Considerations for Pixel Density / Pixels Per Inch (PPI)
There are two main factors to consider when choosing a screen with regard to pixel density: – viewing distance and physical size of the screen. If you sit closer to your smartphone or tablet then higher resolution displays will make images and text look better because the pixels will be more defined and sharper. However, if you sit further away (for example, if you are using your phone as a portable device) then the pixels will not be visible even on very high pixel density screens.
The same is true for tablets, lots of people hold them closer to their eyes than phones so they would benefit from higher density displays. Some other considerations include battery life and GPU performance – higher resolution means more work for the processor and more battery drain.
Reading Mode / Night Mode for Pixel Density / Pixels Per Inch (PPI)
There are plenty of apps that allow you to tweak pixels density, one example is “reading mode” which uses slightly different colors to increase the contrast between text and background – because it’s using a lower resolution than normal, to save battery and resources.
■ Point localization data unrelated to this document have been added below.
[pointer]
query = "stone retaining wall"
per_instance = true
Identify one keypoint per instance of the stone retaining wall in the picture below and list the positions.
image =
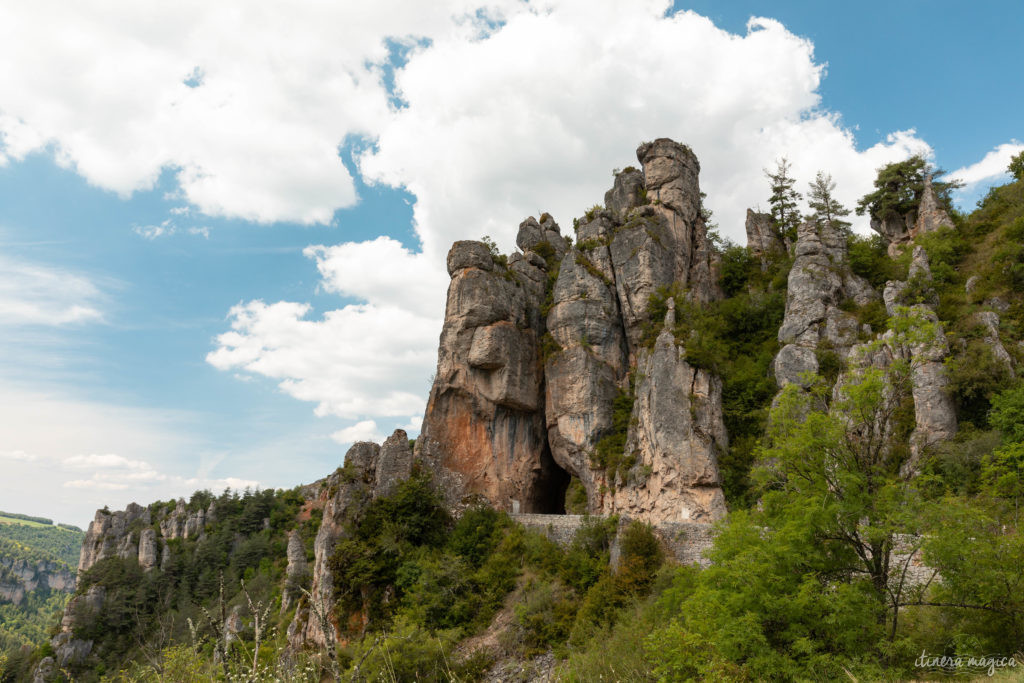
(684, 541)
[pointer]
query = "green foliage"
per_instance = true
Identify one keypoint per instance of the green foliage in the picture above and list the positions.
(899, 186)
(975, 377)
(1016, 167)
(826, 208)
(784, 213)
(1008, 414)
(58, 543)
(735, 268)
(869, 259)
(144, 611)
(29, 518)
(735, 338)
(496, 255)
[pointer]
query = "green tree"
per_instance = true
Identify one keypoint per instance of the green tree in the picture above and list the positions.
(784, 213)
(826, 208)
(899, 186)
(1017, 166)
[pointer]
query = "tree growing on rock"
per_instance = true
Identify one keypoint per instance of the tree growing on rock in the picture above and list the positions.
(900, 185)
(824, 207)
(1017, 166)
(784, 213)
On the other hand, there is a “night mode” which uses a resolution that is slightly larger than others – this allows for better contrast and sharpness when viewing the screen at an angle (the higher pixel density will make up for the fact it’s not 100% accurate). On many high-end smartphones, there are different modes (usually “Dynamic”, “Standard” and “Natural”) which can also be tweaked to suit personal preferences.
Pixel Density vs Screen Size
The reason pixel density is talked about with screens today is because current smartphone resolutions top out at around 400PPI (Apple iPhone 5), meaning anything over that would need a bigger screen to make it noticeable. In fact, you would need a 27″ monitor with a resolution of 2560 x 1440 – which is what we use for testing purposes and the reason we test at that resolution. This is why Apple made such big news about their “Retina Displays”, because anything over 300 PPI on a phone-sized screen would be pointless and a waste of battery and system resources for the user.
Larger screens allow you to sit further away from the screen, meaning that lower pixel density does not affect the experience because your eyes can’t tell the difference between individual pixels even on high-resolution screens such as that of the iPhone 6. This is why we test screens at their standard size (for example, 5″ or 10″) – it means we get more “real world” results rather than numbers on a paper – what matters is how good images look in person.
Apple took things one step further and made sure everything on-screen was rendered perfectly (including icons and other UI elements) by implementing their patented “Retina Displays”. This involved adding extra pixels to the screens of their devices – Apple did not make the screens bigger or add more pixels, they simply added more pixels within existing screen space.